RE: Fire in Brijest - a predictable result of recycling stupidity?
October 10, 2023 at 3:20 pm
(This post was last modified: October 10, 2023 at 3:21 pm by BrianSoddingBoru4.)
(October 9, 2023 at 9:26 am)FlatAssembler Wrote:BrianSoddingBoru4 Wrote:Takeaways from this post: ‘assume’; ‘probably’; ‘imagine’; ‘might’. Your use of hard facts is underwhelming.Oddly enough, the mentor for my Bachelor thesis told me almost the same thing. I think that there are very few things that aren't opinions, but that there is a huge difference between an educated opinion and uneducated opinion. And I think the academia is trying to create the illusion of objectivity by using a sciency style.
BrianSoddingBoru4 Wrote:And, not for nothing, your comment about North Korea could be used in a logic class, in the unit ‘How To Avoid False Equivalence’.I think the burden of proof here is on you.
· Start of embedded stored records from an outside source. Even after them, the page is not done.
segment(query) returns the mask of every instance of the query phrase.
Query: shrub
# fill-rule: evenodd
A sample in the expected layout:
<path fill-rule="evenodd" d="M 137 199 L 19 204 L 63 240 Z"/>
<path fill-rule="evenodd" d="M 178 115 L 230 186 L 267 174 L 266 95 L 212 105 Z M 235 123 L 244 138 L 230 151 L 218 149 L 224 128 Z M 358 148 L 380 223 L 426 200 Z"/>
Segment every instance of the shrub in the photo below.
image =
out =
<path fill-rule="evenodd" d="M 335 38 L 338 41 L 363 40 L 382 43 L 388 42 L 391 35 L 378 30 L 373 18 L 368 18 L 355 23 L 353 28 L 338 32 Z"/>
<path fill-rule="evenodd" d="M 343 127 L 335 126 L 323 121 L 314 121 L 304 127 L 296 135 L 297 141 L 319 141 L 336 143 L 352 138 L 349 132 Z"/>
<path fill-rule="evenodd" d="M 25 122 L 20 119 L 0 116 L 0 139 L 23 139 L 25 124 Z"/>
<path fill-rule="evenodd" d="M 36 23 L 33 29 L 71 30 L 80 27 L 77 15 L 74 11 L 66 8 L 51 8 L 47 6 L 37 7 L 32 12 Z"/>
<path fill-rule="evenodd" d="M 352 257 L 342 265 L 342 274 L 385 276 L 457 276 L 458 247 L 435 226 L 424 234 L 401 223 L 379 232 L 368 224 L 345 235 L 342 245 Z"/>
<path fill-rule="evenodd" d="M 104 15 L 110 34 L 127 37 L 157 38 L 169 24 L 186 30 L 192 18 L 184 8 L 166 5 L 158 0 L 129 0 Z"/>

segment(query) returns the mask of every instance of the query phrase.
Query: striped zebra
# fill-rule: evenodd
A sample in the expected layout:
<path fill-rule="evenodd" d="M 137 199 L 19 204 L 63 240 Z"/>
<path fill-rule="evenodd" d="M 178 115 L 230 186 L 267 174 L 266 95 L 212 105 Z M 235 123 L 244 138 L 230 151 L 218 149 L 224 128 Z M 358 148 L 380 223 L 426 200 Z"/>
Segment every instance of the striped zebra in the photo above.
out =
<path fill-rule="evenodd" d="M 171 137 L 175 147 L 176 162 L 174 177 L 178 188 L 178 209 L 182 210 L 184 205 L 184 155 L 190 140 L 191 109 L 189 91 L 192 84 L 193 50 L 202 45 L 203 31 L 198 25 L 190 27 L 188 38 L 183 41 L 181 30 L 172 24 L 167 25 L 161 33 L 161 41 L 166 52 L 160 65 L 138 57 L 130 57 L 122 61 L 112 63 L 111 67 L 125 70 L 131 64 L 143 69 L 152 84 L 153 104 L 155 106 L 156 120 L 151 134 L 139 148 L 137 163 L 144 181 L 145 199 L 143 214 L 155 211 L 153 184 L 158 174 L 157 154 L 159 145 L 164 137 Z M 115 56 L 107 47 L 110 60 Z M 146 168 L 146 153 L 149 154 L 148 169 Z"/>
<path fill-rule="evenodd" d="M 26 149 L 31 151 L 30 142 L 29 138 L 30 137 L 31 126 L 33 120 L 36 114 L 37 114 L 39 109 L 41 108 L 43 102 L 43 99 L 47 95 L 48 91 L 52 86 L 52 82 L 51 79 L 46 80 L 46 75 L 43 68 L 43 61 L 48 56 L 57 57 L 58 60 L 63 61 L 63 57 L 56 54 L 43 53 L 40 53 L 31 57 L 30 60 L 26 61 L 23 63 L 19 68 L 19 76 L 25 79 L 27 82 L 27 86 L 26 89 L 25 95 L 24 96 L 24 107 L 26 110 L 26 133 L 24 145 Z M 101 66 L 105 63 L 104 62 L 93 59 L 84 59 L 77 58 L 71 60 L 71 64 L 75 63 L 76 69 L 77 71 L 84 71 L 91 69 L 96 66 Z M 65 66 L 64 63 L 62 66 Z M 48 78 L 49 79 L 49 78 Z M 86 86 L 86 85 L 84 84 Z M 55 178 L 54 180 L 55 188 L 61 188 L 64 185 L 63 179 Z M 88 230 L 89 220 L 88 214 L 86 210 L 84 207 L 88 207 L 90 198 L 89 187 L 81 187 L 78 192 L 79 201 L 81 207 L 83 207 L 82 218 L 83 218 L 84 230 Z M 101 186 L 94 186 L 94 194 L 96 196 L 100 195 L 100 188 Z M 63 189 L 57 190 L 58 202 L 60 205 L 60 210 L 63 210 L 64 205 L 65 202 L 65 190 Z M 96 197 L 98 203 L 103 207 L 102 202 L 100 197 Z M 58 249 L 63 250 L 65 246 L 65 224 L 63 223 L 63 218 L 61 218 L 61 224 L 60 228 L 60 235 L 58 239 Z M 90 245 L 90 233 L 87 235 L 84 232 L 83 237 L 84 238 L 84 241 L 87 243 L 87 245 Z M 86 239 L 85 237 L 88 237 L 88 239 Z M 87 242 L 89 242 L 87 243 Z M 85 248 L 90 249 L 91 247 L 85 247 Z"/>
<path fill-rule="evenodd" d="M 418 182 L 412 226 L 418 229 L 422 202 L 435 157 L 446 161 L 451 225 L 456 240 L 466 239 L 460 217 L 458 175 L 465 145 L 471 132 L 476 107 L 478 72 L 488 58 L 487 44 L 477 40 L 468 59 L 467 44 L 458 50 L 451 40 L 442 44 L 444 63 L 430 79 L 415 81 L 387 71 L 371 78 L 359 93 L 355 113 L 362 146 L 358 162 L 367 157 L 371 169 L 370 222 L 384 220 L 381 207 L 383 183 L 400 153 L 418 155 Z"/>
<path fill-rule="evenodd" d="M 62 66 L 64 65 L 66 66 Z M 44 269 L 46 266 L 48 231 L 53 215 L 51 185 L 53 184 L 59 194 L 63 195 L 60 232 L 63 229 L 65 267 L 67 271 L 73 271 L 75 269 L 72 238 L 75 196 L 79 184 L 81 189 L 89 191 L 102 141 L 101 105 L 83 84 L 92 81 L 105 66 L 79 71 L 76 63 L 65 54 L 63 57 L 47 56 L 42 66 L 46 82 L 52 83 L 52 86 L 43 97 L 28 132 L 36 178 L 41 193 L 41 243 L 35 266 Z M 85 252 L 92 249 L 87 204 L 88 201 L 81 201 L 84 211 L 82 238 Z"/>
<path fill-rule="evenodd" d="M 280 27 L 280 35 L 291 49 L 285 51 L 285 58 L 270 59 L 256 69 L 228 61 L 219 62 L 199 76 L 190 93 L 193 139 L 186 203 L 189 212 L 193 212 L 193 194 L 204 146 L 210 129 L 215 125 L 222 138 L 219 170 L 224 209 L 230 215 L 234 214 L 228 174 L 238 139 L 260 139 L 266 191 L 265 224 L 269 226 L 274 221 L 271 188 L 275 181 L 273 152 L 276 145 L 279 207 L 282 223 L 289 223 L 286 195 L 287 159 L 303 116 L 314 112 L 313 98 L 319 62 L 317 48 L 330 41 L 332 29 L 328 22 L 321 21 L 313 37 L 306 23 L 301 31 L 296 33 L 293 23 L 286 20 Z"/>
You are claiming that plastics recycling plants catching fire is rare. I point you to anecdotal evidence suggesting it is not rare (the fact that Drava International in Brijest caught fire three times in the last 10 years: in 2015, in 2016 and now). You dismiss that with no evidence at all. Sorry, you are not being scienctific here. Anecdotal evidence has more weight than a claim with no evidence at all.
A quick Google search (I strongly recommend you try it) says that there were fires at about 6% of recycling plants worldwide. This is lower than the incidence of fires at meat processing plants, automobile factories, sawmills, power stations, or - shockingly - hospitals.
I was unable to find figures regarding fires at dragon hatcheries, but I suspect it’s pretty high.